Textile Society of America

 

Date of this Version

2018

Citation

Published in The Social Fabric: Deep Local to Pan Global; Proceedings of the Textile Society of America 16th Biennial Symposium. Presented at Vancouver, BC, Canada; September 19 – 23, 2018. https://digitalcommons.unl.edu/tsaconf/

doi 10.32873/unl.dc.tsasp.0007

Comments

Copyright © 2018 by the author

Abstract

Batik, the technique of patterning cloth through the application of wax, reached the highest level of complexity on the island of Java. While deeply embedded in local traditions and associated with the social order of Java, outside Indonesia batik became a powerful cultural intermediary connecting countries as diverse as Netherlands, Japan, Ghana, India, and Australia. In the early stages, this process was an outcome of the Dutch colonial agency.

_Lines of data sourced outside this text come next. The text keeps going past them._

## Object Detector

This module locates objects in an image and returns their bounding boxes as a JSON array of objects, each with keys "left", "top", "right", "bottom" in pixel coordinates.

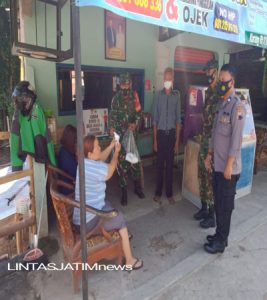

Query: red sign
[{"left": 106, "top": 0, "right": 163, "bottom": 19}]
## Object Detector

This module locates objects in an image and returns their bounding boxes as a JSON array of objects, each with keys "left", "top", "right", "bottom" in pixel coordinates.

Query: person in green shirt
[{"left": 10, "top": 81, "right": 56, "bottom": 172}]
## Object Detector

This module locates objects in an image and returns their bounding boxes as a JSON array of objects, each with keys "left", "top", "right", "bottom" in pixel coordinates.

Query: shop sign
[
  {"left": 76, "top": 0, "right": 267, "bottom": 47},
  {"left": 246, "top": 31, "right": 267, "bottom": 48}
]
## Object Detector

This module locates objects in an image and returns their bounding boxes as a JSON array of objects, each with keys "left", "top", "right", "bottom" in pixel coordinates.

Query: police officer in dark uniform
[{"left": 204, "top": 64, "right": 245, "bottom": 254}]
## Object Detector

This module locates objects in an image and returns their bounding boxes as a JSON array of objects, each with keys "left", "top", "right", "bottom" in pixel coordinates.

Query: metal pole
[{"left": 72, "top": 1, "right": 88, "bottom": 300}]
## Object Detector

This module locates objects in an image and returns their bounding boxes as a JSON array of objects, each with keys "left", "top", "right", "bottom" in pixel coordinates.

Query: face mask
[
  {"left": 164, "top": 81, "right": 172, "bottom": 90},
  {"left": 216, "top": 79, "right": 232, "bottom": 96},
  {"left": 15, "top": 97, "right": 34, "bottom": 116},
  {"left": 206, "top": 73, "right": 215, "bottom": 84},
  {"left": 122, "top": 89, "right": 130, "bottom": 97}
]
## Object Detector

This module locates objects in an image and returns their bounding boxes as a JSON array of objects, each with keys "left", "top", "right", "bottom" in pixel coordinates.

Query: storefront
[{"left": 5, "top": 0, "right": 267, "bottom": 296}]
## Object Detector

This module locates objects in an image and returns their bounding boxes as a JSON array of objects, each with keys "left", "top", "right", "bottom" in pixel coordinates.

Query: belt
[{"left": 158, "top": 128, "right": 175, "bottom": 135}]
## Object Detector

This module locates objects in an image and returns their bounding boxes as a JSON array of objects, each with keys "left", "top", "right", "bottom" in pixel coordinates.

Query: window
[{"left": 57, "top": 64, "right": 144, "bottom": 115}]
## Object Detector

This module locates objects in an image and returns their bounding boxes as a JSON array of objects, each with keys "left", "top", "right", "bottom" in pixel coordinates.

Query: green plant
[{"left": 0, "top": 0, "right": 20, "bottom": 130}]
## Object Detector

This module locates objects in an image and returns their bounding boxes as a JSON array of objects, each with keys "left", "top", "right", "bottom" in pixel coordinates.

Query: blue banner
[{"left": 76, "top": 0, "right": 267, "bottom": 47}]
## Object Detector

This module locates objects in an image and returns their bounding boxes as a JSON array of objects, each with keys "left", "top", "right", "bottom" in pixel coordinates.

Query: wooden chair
[{"left": 49, "top": 167, "right": 123, "bottom": 292}]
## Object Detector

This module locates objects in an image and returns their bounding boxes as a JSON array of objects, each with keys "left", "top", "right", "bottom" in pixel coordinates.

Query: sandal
[
  {"left": 168, "top": 197, "right": 175, "bottom": 205},
  {"left": 127, "top": 258, "right": 143, "bottom": 273},
  {"left": 153, "top": 196, "right": 162, "bottom": 204}
]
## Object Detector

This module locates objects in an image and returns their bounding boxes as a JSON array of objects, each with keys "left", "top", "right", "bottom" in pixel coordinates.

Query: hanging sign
[{"left": 76, "top": 0, "right": 267, "bottom": 47}]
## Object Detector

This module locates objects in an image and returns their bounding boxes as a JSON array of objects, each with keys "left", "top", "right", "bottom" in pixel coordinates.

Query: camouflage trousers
[
  {"left": 198, "top": 136, "right": 214, "bottom": 207},
  {"left": 117, "top": 147, "right": 141, "bottom": 188}
]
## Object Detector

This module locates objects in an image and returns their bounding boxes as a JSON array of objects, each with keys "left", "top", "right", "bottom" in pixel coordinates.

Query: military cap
[
  {"left": 120, "top": 73, "right": 131, "bottom": 84},
  {"left": 203, "top": 59, "right": 219, "bottom": 71}
]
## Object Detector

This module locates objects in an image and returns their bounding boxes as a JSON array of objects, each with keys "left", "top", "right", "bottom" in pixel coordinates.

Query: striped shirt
[{"left": 72, "top": 158, "right": 108, "bottom": 225}]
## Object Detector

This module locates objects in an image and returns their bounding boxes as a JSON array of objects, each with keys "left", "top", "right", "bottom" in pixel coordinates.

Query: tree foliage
[{"left": 0, "top": 0, "right": 20, "bottom": 130}]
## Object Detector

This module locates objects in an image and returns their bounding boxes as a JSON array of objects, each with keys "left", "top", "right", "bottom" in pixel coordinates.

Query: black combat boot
[
  {"left": 199, "top": 206, "right": 215, "bottom": 228},
  {"left": 204, "top": 239, "right": 225, "bottom": 254},
  {"left": 121, "top": 187, "right": 128, "bottom": 206},
  {"left": 134, "top": 180, "right": 145, "bottom": 199},
  {"left": 207, "top": 233, "right": 228, "bottom": 247},
  {"left": 194, "top": 202, "right": 208, "bottom": 221}
]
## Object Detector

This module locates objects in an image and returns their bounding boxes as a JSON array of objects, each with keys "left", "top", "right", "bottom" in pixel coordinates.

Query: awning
[{"left": 76, "top": 0, "right": 267, "bottom": 48}]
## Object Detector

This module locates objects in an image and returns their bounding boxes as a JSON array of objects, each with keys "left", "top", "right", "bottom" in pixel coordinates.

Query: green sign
[{"left": 245, "top": 31, "right": 267, "bottom": 48}]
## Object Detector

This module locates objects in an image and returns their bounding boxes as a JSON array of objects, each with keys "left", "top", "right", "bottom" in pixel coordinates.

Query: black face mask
[
  {"left": 206, "top": 72, "right": 215, "bottom": 85},
  {"left": 122, "top": 89, "right": 130, "bottom": 97},
  {"left": 15, "top": 97, "right": 34, "bottom": 116},
  {"left": 216, "top": 79, "right": 232, "bottom": 97}
]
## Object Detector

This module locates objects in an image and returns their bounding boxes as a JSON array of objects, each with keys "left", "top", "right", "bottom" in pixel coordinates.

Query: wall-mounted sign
[{"left": 76, "top": 0, "right": 267, "bottom": 48}]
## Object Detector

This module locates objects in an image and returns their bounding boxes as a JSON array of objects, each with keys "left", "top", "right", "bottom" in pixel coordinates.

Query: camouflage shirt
[
  {"left": 203, "top": 87, "right": 218, "bottom": 138},
  {"left": 109, "top": 91, "right": 141, "bottom": 135}
]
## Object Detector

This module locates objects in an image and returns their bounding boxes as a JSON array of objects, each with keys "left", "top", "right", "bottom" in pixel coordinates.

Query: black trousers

In the 17th and 18th centuries the Dutch East India Company sold Indian textiles destined for Indonesian markets as well as small quantities of Javanese batiks to the Japanese. It led to the introduction of Javanese motifs in the Edo fashion and ensued a centuries-long interest in Indonesian textiles. A large-scale dissemination of Javanese iconography started at the end of the 19th century with the export of European copies of batik textiles to West African markets. Javanese motifs were enthusiastically received by African customers and, following a process of intensive adaptation, have become an integral part of African textile tradition and identity. Another outcome of colonial encounters was the introduction of the batik technique to the Netherlands around 1890. A decade later, batik was practiced all over Europe and became a distinctive feature of Art Nouveau and Art Deco. Interest in this technique led to the introduction of Javanese motifs into European fashion and fine arts, for example the works of Poiret, van de Velde, Ch. R. Mackintosh and Matisse. More recent introduction in the 1930s of the Javanese batik technique to West Bengal in India and into Australian Aboriginal communities forty years later, resulted from direct contacts. For example, the 1927 visit to Java by Rabindranath Tagore led to the development of Bengali batik-nowadays a successful cottage industry. While in Australia, following a series of collaborative workshops between Indonesian and Aboriginal artists, batik became a modern medium for expressing Aboriginal identity and ancestral legacy.